Ong Suk Chin
instagram
website
Tiffany Ong Suk Chin (b. 2002) is a Chinese Malaysian artist whose multidisciplinary practice spans painting, ceramics and textiles. She is currently pursuing a Bachelor of Arts (Honours) in Fine Art at the University of the Arts London. Her work has been showcased in several exhibitions, including “Kecik-Kecik Group Show 2025” at Hin Bus Depot, Penang, “Drawing Etc. Year-End Exhibition 2nd Editon” at Drawing Etc. Creative Space, Singapore, “Stories of Care (CYCLE #4): Everything in Between” at Nanyang Academy of Fine Art, “Echoes Echoes Echoes” at Nanyang Academy of Fine Art, and “Menagerie – Realms of Possibility” at the Loke Wan Tho Gallery. In 2018, she received a Gold Award in the “Aesthetic Literacy My Childhood” Art Competition at Children’s Palace in Guangzhou, China.As a Chinese Malaysian artist, I navigate the intersections of tradition and modernity through painting, ceramics, and textiles. My work is rooted in my personal experiences and observations of intergenerational relationships, particularly the subtle ways in which these experiences are passed down through cultural and social conditioning. By reconstructing memories and moments of nostalgia, I create pieces that invite dialogue, foster understanding, and offer a space for healing. Each artwork serves as a bridge between the past and the present, reflecting both the weight of inherited values and the transformative potential of self-awareness.
Title: What Remains
Year: 2026
Medium: Fishing line, Table, Magnifying glass, Clamp lamp
Statement:
This work explores the aftermath of prolonged self-surveillance and internalized control, where systems of discipline become ingrained as habits, expectations, and automatic behaviors, no longer needing external enforcement. It examines exhaustion, the point where scrutiny continues even though there is nothing left to find or fix.

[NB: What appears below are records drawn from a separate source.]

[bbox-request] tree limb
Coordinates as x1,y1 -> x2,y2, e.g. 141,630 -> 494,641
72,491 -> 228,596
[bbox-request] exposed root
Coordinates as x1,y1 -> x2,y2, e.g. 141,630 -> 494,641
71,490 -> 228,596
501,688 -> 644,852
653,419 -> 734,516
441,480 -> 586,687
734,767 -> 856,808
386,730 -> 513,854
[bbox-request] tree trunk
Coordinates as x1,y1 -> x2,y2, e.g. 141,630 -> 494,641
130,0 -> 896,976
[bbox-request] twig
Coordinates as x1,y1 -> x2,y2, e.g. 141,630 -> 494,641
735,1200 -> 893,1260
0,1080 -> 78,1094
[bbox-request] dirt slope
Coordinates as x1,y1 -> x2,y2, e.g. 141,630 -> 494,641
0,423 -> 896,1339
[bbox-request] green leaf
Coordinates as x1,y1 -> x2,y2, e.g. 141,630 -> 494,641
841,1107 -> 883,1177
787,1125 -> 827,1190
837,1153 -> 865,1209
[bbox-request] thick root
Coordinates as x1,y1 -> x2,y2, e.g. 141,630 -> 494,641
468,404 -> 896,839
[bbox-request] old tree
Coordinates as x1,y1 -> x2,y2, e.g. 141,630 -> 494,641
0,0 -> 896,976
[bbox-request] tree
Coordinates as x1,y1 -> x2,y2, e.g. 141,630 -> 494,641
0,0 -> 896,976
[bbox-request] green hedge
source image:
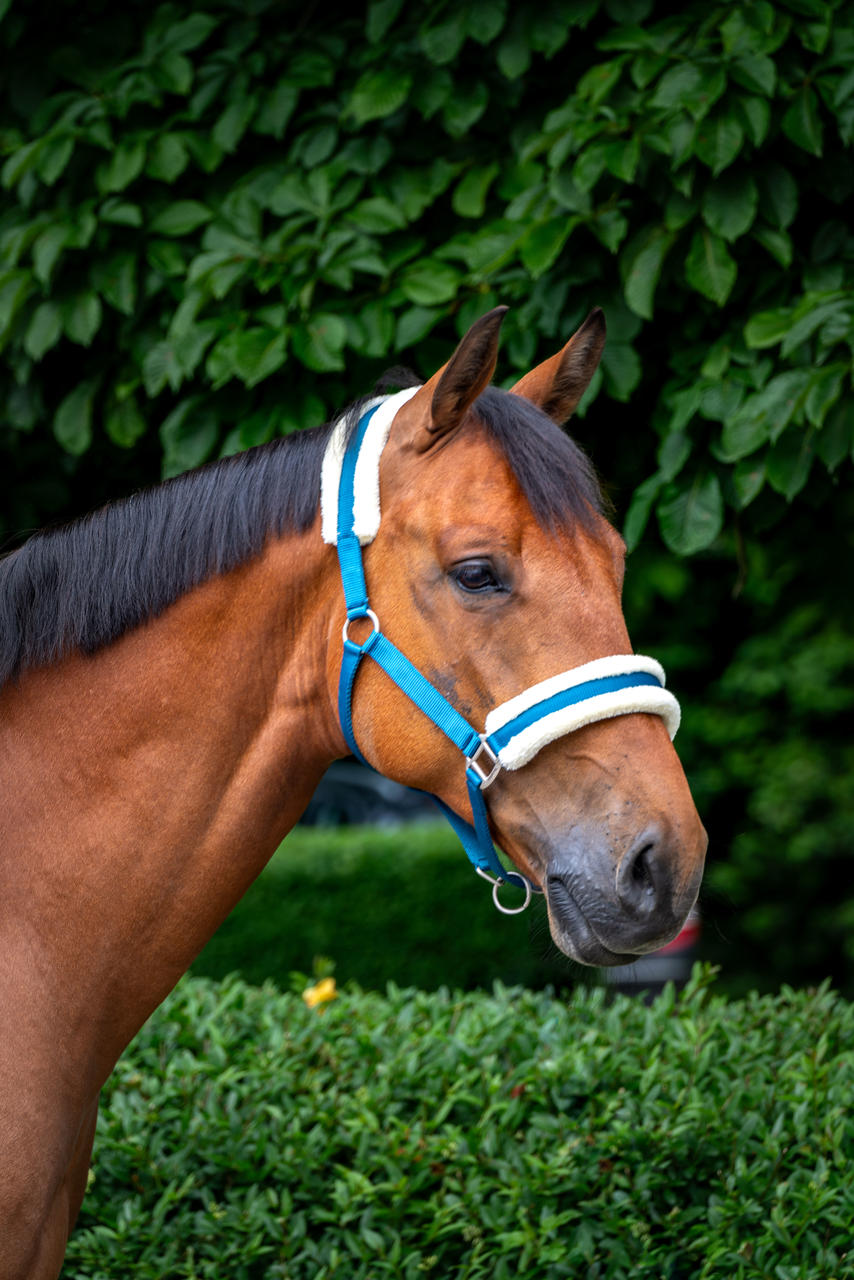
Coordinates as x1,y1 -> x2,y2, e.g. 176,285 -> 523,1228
64,975 -> 854,1280
192,822 -> 589,991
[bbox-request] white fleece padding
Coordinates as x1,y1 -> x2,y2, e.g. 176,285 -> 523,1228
485,654 -> 681,769
320,387 -> 420,547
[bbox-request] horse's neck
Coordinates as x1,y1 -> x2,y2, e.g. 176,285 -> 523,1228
0,531 -> 343,1085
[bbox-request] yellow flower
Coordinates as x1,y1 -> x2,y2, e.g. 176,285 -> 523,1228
302,978 -> 338,1009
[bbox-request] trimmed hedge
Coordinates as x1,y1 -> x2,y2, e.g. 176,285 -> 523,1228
64,970 -> 854,1280
192,822 -> 581,991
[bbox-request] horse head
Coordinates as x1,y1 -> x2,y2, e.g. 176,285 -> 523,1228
330,307 -> 707,965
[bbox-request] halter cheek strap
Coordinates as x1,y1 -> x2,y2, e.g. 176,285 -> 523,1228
321,388 -> 680,914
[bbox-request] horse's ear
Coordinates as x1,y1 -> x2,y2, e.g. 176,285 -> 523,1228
402,307 -> 508,449
512,307 -> 606,426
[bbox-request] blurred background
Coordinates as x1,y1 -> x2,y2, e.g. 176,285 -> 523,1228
0,0 -> 854,996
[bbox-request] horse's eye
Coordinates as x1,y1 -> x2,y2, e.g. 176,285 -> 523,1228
453,561 -> 502,591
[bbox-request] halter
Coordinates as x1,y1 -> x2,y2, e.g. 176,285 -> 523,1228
321,388 -> 680,915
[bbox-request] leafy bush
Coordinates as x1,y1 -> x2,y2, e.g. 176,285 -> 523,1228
64,974 -> 854,1280
193,822 -> 589,991
0,0 -> 854,553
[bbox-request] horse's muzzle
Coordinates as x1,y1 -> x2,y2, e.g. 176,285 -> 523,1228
544,827 -> 702,965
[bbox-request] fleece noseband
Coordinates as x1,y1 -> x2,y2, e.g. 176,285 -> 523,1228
321,388 -> 680,914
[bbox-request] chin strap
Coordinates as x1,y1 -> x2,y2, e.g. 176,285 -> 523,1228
321,388 -> 680,915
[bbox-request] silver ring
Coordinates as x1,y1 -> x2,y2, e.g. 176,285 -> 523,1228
475,867 -> 534,915
341,609 -> 379,648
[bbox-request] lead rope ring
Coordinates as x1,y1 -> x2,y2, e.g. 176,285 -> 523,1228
475,867 -> 533,915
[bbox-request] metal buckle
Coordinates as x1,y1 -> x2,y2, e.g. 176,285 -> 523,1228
466,733 -> 502,791
475,867 -> 534,915
342,609 -> 379,649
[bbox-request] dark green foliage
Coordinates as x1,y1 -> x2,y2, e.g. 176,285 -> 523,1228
63,973 -> 854,1280
0,0 -> 854,989
193,823 -> 589,991
0,0 -> 854,540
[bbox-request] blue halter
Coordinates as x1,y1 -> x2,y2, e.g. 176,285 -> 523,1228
337,404 -> 675,914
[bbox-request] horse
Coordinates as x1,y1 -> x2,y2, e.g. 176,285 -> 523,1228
0,307 -> 707,1280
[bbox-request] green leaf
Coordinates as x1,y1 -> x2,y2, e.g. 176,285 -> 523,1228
466,0 -> 507,45
451,164 -> 499,218
64,291 -> 102,347
816,399 -> 854,471
104,396 -> 146,449
38,137 -> 74,187
739,97 -> 771,147
401,259 -> 461,307
685,230 -> 737,307
152,49 -> 193,97
656,471 -> 723,556
702,170 -> 759,241
150,200 -> 214,236
718,369 -> 812,462
744,307 -> 791,349
32,225 -> 72,284
730,458 -> 766,511
495,26 -> 531,79
365,0 -> 403,45
730,54 -> 777,97
782,86 -> 822,156
442,81 -> 489,138
0,138 -> 45,191
293,312 -> 347,372
160,396 -> 219,480
694,114 -> 744,177
622,475 -> 663,552
575,58 -> 625,106
658,431 -> 691,481
766,429 -> 816,502
142,342 -> 183,397
252,78 -> 300,138
99,200 -> 142,227
348,67 -> 412,124
92,252 -> 137,316
54,380 -> 96,457
780,294 -> 851,357
24,300 -> 63,360
602,342 -> 641,402
419,6 -> 466,67
757,163 -> 798,228
394,307 -> 443,351
211,93 -> 257,152
205,325 -> 286,388
522,218 -> 577,279
753,227 -> 794,266
804,364 -> 850,426
620,227 -> 675,320
347,196 -> 407,234
649,61 -> 726,120
166,13 -> 220,54
95,142 -> 145,195
146,133 -> 189,182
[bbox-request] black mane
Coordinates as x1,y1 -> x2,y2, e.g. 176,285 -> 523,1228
0,376 -> 602,686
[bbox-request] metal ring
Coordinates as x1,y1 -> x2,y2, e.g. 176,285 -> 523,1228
475,867 -> 534,915
341,609 -> 379,648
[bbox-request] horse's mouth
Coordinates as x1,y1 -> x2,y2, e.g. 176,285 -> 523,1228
547,878 -> 638,968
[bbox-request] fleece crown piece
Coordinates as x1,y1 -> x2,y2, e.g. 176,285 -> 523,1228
320,387 -> 420,547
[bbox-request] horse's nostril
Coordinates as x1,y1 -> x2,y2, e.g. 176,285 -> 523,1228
630,844 -> 656,893
617,835 -> 670,915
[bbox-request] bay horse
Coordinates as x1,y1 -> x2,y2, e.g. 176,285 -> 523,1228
0,307 -> 705,1280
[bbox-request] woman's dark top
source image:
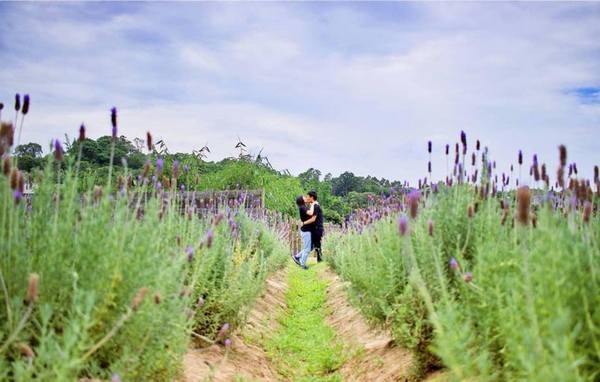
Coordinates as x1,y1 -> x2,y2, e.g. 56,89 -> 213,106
298,206 -> 312,232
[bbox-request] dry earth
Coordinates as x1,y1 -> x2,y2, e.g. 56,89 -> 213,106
183,270 -> 445,382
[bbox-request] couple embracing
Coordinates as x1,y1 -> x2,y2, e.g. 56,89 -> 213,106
292,191 -> 323,269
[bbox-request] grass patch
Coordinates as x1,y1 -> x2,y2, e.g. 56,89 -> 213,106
266,264 -> 346,381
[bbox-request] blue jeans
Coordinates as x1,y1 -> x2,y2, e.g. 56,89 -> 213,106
298,231 -> 312,266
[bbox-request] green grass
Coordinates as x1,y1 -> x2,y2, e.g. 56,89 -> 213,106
266,264 -> 345,381
324,185 -> 600,381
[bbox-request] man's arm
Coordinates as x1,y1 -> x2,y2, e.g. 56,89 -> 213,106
300,215 -> 317,227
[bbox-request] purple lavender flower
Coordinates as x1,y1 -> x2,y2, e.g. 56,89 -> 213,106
206,229 -> 214,248
449,257 -> 459,271
408,190 -> 421,219
156,158 -> 165,175
21,94 -> 29,115
398,215 -> 408,236
110,107 -> 117,139
54,139 -> 64,162
217,322 -> 229,338
173,160 -> 179,178
517,150 -> 523,166
13,190 -> 23,204
463,272 -> 473,283
569,194 -> 577,210
185,245 -> 194,262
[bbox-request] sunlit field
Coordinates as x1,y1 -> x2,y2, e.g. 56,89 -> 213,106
0,1 -> 600,382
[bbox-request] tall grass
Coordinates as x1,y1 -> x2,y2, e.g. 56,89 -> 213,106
0,122 -> 287,381
324,184 -> 600,381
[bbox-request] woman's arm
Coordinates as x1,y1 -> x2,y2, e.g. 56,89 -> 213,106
306,203 -> 315,216
300,215 -> 317,227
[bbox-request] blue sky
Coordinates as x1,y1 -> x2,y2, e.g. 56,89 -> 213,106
0,2 -> 600,182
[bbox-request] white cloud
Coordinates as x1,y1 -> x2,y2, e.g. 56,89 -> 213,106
0,3 -> 600,185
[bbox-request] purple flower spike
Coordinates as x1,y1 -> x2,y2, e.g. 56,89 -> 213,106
463,272 -> 473,283
13,190 -> 23,204
21,94 -> 29,115
185,245 -> 194,262
217,322 -> 229,338
518,150 -> 523,165
173,160 -> 179,178
110,107 -> 117,131
206,229 -> 214,248
449,257 -> 459,271
156,158 -> 165,175
398,215 -> 408,236
408,190 -> 421,219
54,139 -> 64,162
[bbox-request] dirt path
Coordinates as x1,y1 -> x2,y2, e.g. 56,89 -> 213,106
183,270 -> 287,382
183,269 -> 444,382
321,269 -> 411,382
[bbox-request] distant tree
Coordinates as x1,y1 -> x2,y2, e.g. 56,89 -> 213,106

Attention persists, but meaning fades. The act of looking and disciplining becomes a habitual, repetitive task rather than a discovery. Emptiness is framed not as absence, but as a residual condition in which the structure of control remains intact while its meaning and purpose wear away, leaving numbness and hollowness. What is examined is no longer the object, but the persistence of examination itself.